O Museu de Londres, há poucos anos, fez uma mostra de nome “Cruz e espinhos da coroa de Jesus Cristo”.

Os concílios de Niceia (325) e de Trento (1543-1565) deram validade espiritual à devoção dessas relíquias. Isso não significa que a Igreja confirmou a veracidade de todas elas, apenas considerou que a sua veneração tem valor espiritual, uma vez que houve de fato uma cruz onde Jesus foi crucificado.

O que sabemos sobre a cruz de Cristo?

Por quase trezentos anos, não houve menção sobre o destino dela. No século IV, o bispo e historiador Eusébio de Cesareia publicou um relato em seu livro A história da Igreja sobre a descoberta em Jerusalém da “vera cruz” por Santa Helena.

Segundo São Cirilo de Jerusalém, em 348 havia ali um grande fragmento da santa cruz, como atesta ele em suas Catequeses batismais (4,10; 10,19; 13,4): “Até a presente data pode ser visto entre nós (…) mas, em virtude dos extratos que a fé multiplicou, foi distribuído em pequenos fragmentos por toda a terra”.

Uma piedosa tradição acredita que Santa Helena, mãe do imperador Constantino, no século IV, após pesquisas na Terra Santa, encontrou a cruz de Cristo e depositou um pedaço relativamente grande dela em seu palácio Sessorianum, que veio a ser posteriormente a Basílica da Santa Cruz, em Roma. É desse fragmento grande que provavelmente saíram os pedacinhos da cruz existentes na Basílica do Latrão e no Vaticano.

Portanto, podem de fato existir em algumas igrejas pedaços da cruz do Senhor, embora sua comprovação seja difícil.

A Festa da Exaltação da Santa Cruz, em 14 de setembro, teve como origem a recuperação da cruz de Cristo por parte do imperador Heráclio, em 628, pois a cruz foi roubada catorze anos antes pelo rei persa Cosroe Parviz, durante a conquista da cidade santa de Jerusalém.
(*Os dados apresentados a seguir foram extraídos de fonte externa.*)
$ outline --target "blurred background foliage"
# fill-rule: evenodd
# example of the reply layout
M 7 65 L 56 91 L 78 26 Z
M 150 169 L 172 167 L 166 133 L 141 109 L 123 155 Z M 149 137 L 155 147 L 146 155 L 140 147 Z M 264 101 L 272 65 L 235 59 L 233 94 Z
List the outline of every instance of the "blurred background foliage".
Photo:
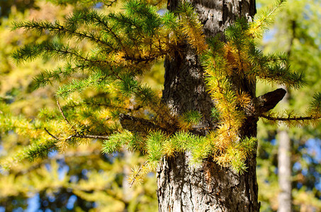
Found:
M 258 8 L 271 4 L 259 0 Z M 321 1 L 288 0 L 276 16 L 275 23 L 261 41 L 265 52 L 287 52 L 292 69 L 305 73 L 306 86 L 288 89 L 288 101 L 280 102 L 276 111 L 288 108 L 304 113 L 309 98 L 321 90 Z M 259 83 L 257 95 L 269 91 L 269 85 Z M 284 126 L 283 126 L 284 127 Z M 257 177 L 261 211 L 278 209 L 278 126 L 259 124 Z M 293 127 L 288 134 L 292 167 L 292 196 L 294 211 L 321 211 L 320 126 Z
M 113 7 L 108 6 L 111 4 Z M 269 4 L 269 0 L 257 1 L 259 8 Z M 0 172 L 0 211 L 157 211 L 154 174 L 148 175 L 142 184 L 132 188 L 127 182 L 130 169 L 142 164 L 144 158 L 127 151 L 102 154 L 99 141 L 68 148 L 63 153 L 52 152 L 45 160 L 33 163 L 9 160 L 6 163 L 8 155 L 22 152 L 30 144 L 28 138 L 48 138 L 35 120 L 39 114 L 49 114 L 57 110 L 54 98 L 57 85 L 34 90 L 33 77 L 60 63 L 44 58 L 16 66 L 11 59 L 14 49 L 44 40 L 49 35 L 11 32 L 12 21 L 52 21 L 63 18 L 75 8 L 85 6 L 111 11 L 119 10 L 118 4 L 117 1 L 77 0 L 0 1 L 0 160 L 9 167 Z M 288 0 L 276 15 L 271 30 L 259 41 L 266 52 L 290 51 L 293 69 L 306 75 L 307 86 L 289 90 L 289 102 L 279 104 L 280 111 L 289 107 L 303 112 L 311 95 L 321 90 L 320 4 L 317 0 Z M 81 47 L 89 45 L 84 42 Z M 164 68 L 159 62 L 142 81 L 160 93 L 163 76 Z M 257 95 L 271 89 L 270 85 L 259 83 Z M 98 94 L 90 90 L 84 95 Z M 276 211 L 279 189 L 277 126 L 260 122 L 259 129 L 257 177 L 261 211 Z M 293 128 L 290 131 L 295 211 L 321 211 L 320 130 L 320 126 L 315 126 Z M 16 157 L 19 159 L 18 155 Z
O historiador Tiago de Voragine, em seu livro Lenda dourada, do século VIII, diz que Santa Helena encontrou três cruzes onde está a Basílica do Santo Sepulcro. Para saber qual seria a cruz de Cristo, ela colocou uma mulher doente em cada uma delas e aquela que finalmente a curou foi considerada a de Jesus.
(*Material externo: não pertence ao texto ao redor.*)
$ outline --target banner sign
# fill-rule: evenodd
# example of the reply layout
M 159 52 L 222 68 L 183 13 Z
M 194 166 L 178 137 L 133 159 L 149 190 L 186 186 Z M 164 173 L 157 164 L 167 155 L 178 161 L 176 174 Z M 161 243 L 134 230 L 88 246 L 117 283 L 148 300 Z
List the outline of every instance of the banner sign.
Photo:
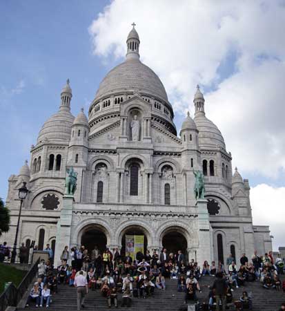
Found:
M 144 254 L 144 236 L 126 235 L 126 254 L 130 253 L 130 256 L 134 261 L 139 251 Z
Para buscar a veracidade dessas relíquias da cruz de Cristo seria preciso ao menos um exame de carbono 14 para identificar a idade desses muitos fragmentos, mas esse é um exame caro que as igrejas não têm condições de realizar. Além disso é considerado invasivo e um pouco destrutivo para a relíquia.

Mas o que é uma relíquia? É um fragmento de osso ou um objeto que tem alguma relação com um(a) santo(a) aos quais os católicos prestam veneração. O culto das relíquias exprime a visão correta que o cristão tem do corpo humano; o corpo de um justo, portador da graça santificante, é templo de Deus e seus órgãos são “instrumentos que o Espírito Santo utiliza para toda obra boa” (Santo Agostinho). Portador de um germe de imortalidade aqui na Terra, ele será ressuscitado glorioso quando Jesus voltar.

As relíquias de primeiro grau são as mais importantes, pois eram partes do corpo da pessoa de devoção. Já as relíquias de segundo grau são os objetos que pertenceram a ela. As de terceiro grau são compostas por qualquer objeto tocado por ela.